Geçtiğimiz gün Hürriyet yazarı Cengiz Semercioğlu, "İşi sulandırma Ahmet" başlıklı bir köşe yazısı kaleme aldı. Neymiş, NASA'nın "Komik ve eğlenceli astronot arıyoruz" tweet'ine Cem Yılmaz "İşim var" yanıtı vermiş ve bu cevaba Cengiz Semercioğlu gibi ben de çok gülmüştüm. Aynı soru, gittiği bir konserde basın mensupları tarafından Ahmet Kural'a sorulunca oyuncu "Davam var gidemem" cevabını vermişti. Cengiz Semercioğlu da bu cevap üstüne Ahmet Kural'a vurmuş da vurmuş. Bence çok ince ve güzel cevap vermiş Ahmet… Semercioğlu, "Kadına şiddetle yargılandığın bir dava var. Bir kadını 45 dakika dövdüğüne dair ortada ciddi iddialar ve komşularının ifadesi var" diye Kural'ı eleştiri bombardımanına tutmuş. Evet, ortada bir dava var. Evet, ortada "Bana şiddet uyguladı" diyen bir kadın var. Ama Semercioğlu keşke mahkemeye sunulan dosyaları okusaydın. En kötü, internete yazıp baksaydın. Ben Ahmet Kural ile Sıla davasında ilk defa böyle bir yazı kaleme alıyorum. Ama bence Cengiz Semercioğlu'nun davanın içeriğinden haberi yok. Evet, kadına şiddete karşıyız. Bu, Türkiye gündemini meşgul eden büyük bir olay. Ama Sıla'nın tarafından bakarken Ahmet Kural tarafını da biraz inceleyin derim. Sıla'nın 45 dakika boyunca dövüldüğünü iddia eden ve Ahmet Kural'ın komşusu olduğunu öne süren Hatice Zeynep Tunç'un, oyuncunun komşusu olmadığı savcılık tarafından ortaya çıktı. Yani bir nevi yalancı şahit durumu söz konusu. Bunu geçiyorum.

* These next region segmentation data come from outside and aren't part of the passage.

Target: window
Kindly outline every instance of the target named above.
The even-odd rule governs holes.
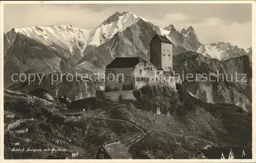
[[[122,81],[122,79],[123,79],[123,78],[122,78],[122,77],[119,77],[119,78],[118,78],[118,82],[121,82],[121,81]]]
[[[104,159],[104,154],[99,154],[99,158]]]
[[[110,81],[113,81],[113,76],[112,75],[110,76],[109,79]]]

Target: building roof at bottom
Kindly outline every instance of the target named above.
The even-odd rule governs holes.
[[[107,68],[133,68],[140,62],[147,62],[139,57],[116,57],[106,66]]]

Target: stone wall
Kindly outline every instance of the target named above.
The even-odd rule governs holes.
[[[132,72],[134,72],[134,68],[106,69],[105,90],[106,91],[122,90],[124,85],[126,89],[132,89],[134,86],[134,76],[132,75]]]
[[[165,71],[169,71],[173,67],[173,45],[165,42],[161,42],[162,53],[162,68]]]
[[[136,100],[136,98],[133,96],[133,90],[119,90],[114,91],[103,92],[103,95],[99,95],[98,96],[96,92],[96,97],[99,99],[101,99],[106,101],[111,101],[113,102],[118,102],[120,99],[122,100]],[[101,92],[102,93],[102,92]]]

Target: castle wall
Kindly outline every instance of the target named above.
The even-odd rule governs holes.
[[[104,100],[111,101],[113,102],[118,102],[120,99],[122,100],[134,100],[136,98],[133,96],[133,90],[119,90],[114,91],[103,92],[103,95],[101,95],[100,98]],[[96,97],[100,97],[96,95]]]
[[[159,67],[162,65],[161,45],[160,40],[157,36],[154,37],[150,44],[150,61]]]
[[[126,89],[133,89],[134,87],[134,77],[132,75],[132,72],[134,72],[134,68],[106,69],[105,71],[105,91],[122,90],[124,84]],[[111,74],[114,76],[110,75]],[[110,78],[108,77],[109,75],[110,75]]]
[[[170,71],[173,67],[173,44],[162,42],[161,48],[162,68],[164,71]]]
[[[157,68],[151,63],[138,63],[135,66],[135,72],[136,74],[135,89],[139,89],[146,84],[154,84],[156,80],[155,73],[157,73]]]

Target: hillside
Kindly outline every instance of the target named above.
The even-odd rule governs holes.
[[[185,77],[184,87],[202,101],[234,104],[251,112],[252,68],[248,56],[220,61],[189,52],[175,56],[174,63],[175,73]],[[185,80],[189,74],[192,81]]]
[[[251,48],[203,44],[192,27],[181,31],[173,25],[161,29],[130,12],[117,12],[91,30],[72,25],[36,26],[13,28],[4,34],[5,88],[13,84],[10,76],[14,73],[90,75],[103,72],[116,57],[139,56],[148,60],[148,43],[157,33],[172,41],[174,55],[192,51],[220,60],[244,55],[251,58]]]
[[[251,146],[251,114],[232,105],[203,103],[181,86],[177,88],[176,91],[168,87],[146,86],[134,92],[137,101],[121,102],[126,105],[106,112],[99,109],[80,113],[70,113],[58,102],[5,89],[6,125],[33,118],[10,131],[5,127],[6,151],[14,147],[65,148],[65,152],[53,153],[70,158],[71,153],[78,151],[77,158],[90,158],[98,146],[119,138],[134,158],[170,158],[174,150],[178,157],[188,158],[210,142]],[[154,107],[150,106],[155,103],[169,105],[163,109],[171,114],[151,112]],[[26,128],[26,133],[16,132]],[[15,158],[46,158],[49,153],[9,154]]]

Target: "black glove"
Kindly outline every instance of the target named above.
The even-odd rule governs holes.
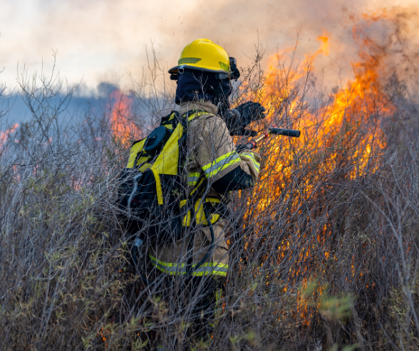
[[[250,135],[254,137],[254,130],[245,129],[253,121],[265,117],[265,108],[259,103],[247,101],[236,108],[229,110],[224,115],[224,120],[230,131],[230,135]]]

Ahmet Kural'ın villası ile komşu villaların arasının 12 metre olduğu ve evde gerçekleşen bir olayı, komşularının duymasının imkansız olduğu İstanbul Üniversitesi Adli Tıp Anabilim uzmanlarından oluşan bir heyetin verdiği raporla belirlenmiş. Bu rapor mahkeme dosyalarında mevcut. Haydi bunu da geçiyorum. 45 dakika şiddete uğrayan Sıla'nın kolları ve belirli yerleri mosmor olduğu iddia edilmiş, özel bir hastaneden rapor alınmıştı. Ama olaydan 18 saat sonra ortaya çıkan videolarda bu morlukların yüzde 90'ının mevcut olmadığı gözüktü. Şimdi bana "Ahmet Kural'ı savunuyorsun" diyebilirsiniz; ama Kural'ı hayatımda hiç görmedim, elini bile sıkmadım. Ama daha mahkeme gerçekleşmeden yargısız infaz yapanlara da karşıyım. Ve şunu da anlamıyorum; Sıla ve avukatı Rezan Epözdemir konuştukça Ahmet Kural tarafı sessizliğini koruyup mahkemeyi bekliyor. Böyle olunca da aklıma hep Erhan Çelik'in şu tarihi sözü aklıma geliyor: "Gerçeklerin zamanla ortaya çıkma gibi bir alışkanlığı var. Zaten zaman her şeyi herkese gösteriyor." Bu arada Ahmet Kural ile Sıla'nın davasının 8 Mart Dünya Kadınlar Günü'nden bir gün önce 7 Mart'ta görülmesi büyük bir talihsizlik… Davanın böyle bir tarihe denk gelmesi, Ahmet Kural'ın şansızlığı diyorum…
REKLAMDAN SERVET KAZANDI
Aras Bulut İynemli, en çok aranan reklam oyuncularının başında geliyor. Geçtiğimiz sene bir tekstil firması için kamera karşısına geçen İynemli'nin, yeni bir reklam anlaşması yaptığını öğrendim. İtalyan Fiat'ın reklam yüzü olan Aras Bulut, önceki gün çekimleri tamamlamış. Yeni model Fiat Doblo marka aracın reklam filmi için 3 gün boyunca kamera karşısında olan oyuncu, 1 milyon lira kazanmış. Genç yaşına rağmen hatırı sayılır bir kazanç elde eden Aras Bulut'a başarılar dilerim…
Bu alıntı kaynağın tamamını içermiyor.